Jean-Yves Colin, chercheur associé à Asia Centre.
Voilà près de trois mois que Yoshihide SUGA est Premier Ministre (PM) du Japon succédant à Shinzo ABE démissionnaire pour raison de maladie grave. Que dire de ces premiers mois de gouvernement ?
La personnalité du nouveau PM n’aide guère à les caractériser. Il n’a pas celle davantage charismatique de son prédécesseur (du moins pour son second mandat de 2012 à 2020), de Junichiro KOIZUMI (2001-2006) ou Yasuhiro NAKASONE (1982-1987). Ni le profil d’un Premier Ministre issu de la haute fonction publique comme Takeo FUKUDA (1976-1978), son fils Yasuo (2007-2008) ou Kiichi MIYAZAWA (1991-1993). Ni l’autorité de Shigeru YOSHIDA (1948-1954) et Nobosuke KISHI (1957-1960) pendant l’après-guerre, bâtie par l’Histoire.
Celui avec lequel il semble le plus proche est sans doute Noburo TAKESHITA (1987-1989). Comme ce dernier qui fut le fidèle secrétaire et conseil de Kakuei TANAKA (1972-1974), Yoshihide SUGA le fut pour Shinzo ABE pendant ses années de PM. Comme lui à force d’habilité manœuvrière, il a su arriver au premier rang du Parti Libéral Démocrate (PLD). Entré en politique tardivement et sans base locale forte ou soutien familial dynastique, et sous une apparence quelque peu frêle et grise il a écarté les chefs de clan de son parti. Il s’est imposé comme le garant de la stabilité politique du pays et de la permanence du PLD au pouvoir. Une prééminence politique que les gouvernements de centre gauche de Naoto KAN (2010-2011) et Yoshihiko NODA (2011-2012) n’ont pas sérieusement ébranlée, pas plus que les gouvernements de coalition des années 1990 de Morihiko HOSOKAWA (1993-1994) et Tomiichi MURAYAMA (1994-1996). La grisaille du Premier Ministre SUGA – ce peut être un atout au Japon – lui permettra-t-elle de durer ou bien sera-t-il un PM dont les étrangers et même une bonne partie des japonais oublieront rapidement le nom ?
En politique intérieure son arrivée au pouvoir a coïncidé avec une troisième vague du COVID 19, plus forte que celles d’avril puis de juillet-août. Certes les chiffres de contaminés et de décès (respectivement 183 017 contaminés avec un rythme de 1 500 ~ 3 000 cas journaliers et 2 662 décès au 14 décembre) n’ont rien à voir avec ceux observés en Europe et encore au moins aux Etats-Unis.

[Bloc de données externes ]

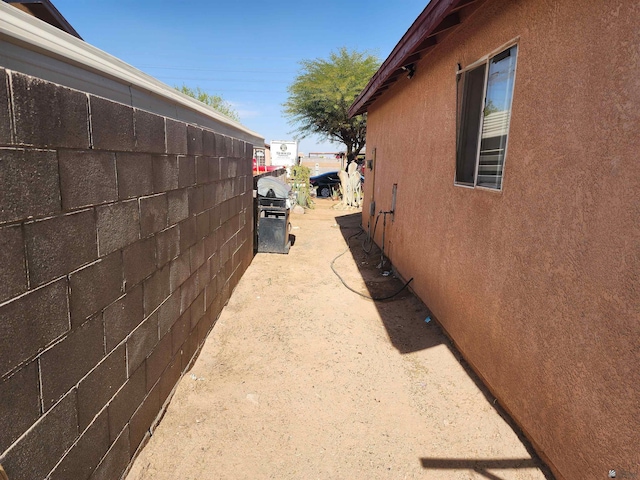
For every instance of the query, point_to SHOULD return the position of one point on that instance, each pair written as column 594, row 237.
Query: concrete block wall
column 122, row 235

De nature à faire envie à tout responsable politique européen ou nord-américain, ils se comparent moins favorablement à ceux de Corée du Sud, Taiwan et Singapour. Le Japon ne connaît ni confinement ni couvre-feu « à la française » et les recommandations sanitaires y sont, par civisme, respectées. Néanmoins certains hôpitaux à Tokyo mais aussi dans des préfectures moins bien équipées comme Hokkaido font part de leur inquiétude s’agissant de l’utilisation des lits de réanimation. Cette situation polarise les efforts du nouveau gouvernement qui envisage des transferts de personnels médicaux entre préfectures et même le déploiement des Forces d’Auto-Défense dans certains sites hospitaliers. De plus, du fait des règles constitutionnelles, le gouvernement doit partager sa compétence dans le domaine de la santé avec les gouverneurs élus des préfectures, en particulier avec Mme KOIKE, maire de la Métropole de Tokyo. Il garde enfin en arrière-plan la perspective des Jeux Olympiques reportés à l’été 2021, pour lesquels un dépassement budgétaire important est prévu, voire une toujours possible annulation en cas de persistance de la pandémie au Japon et ailleurs.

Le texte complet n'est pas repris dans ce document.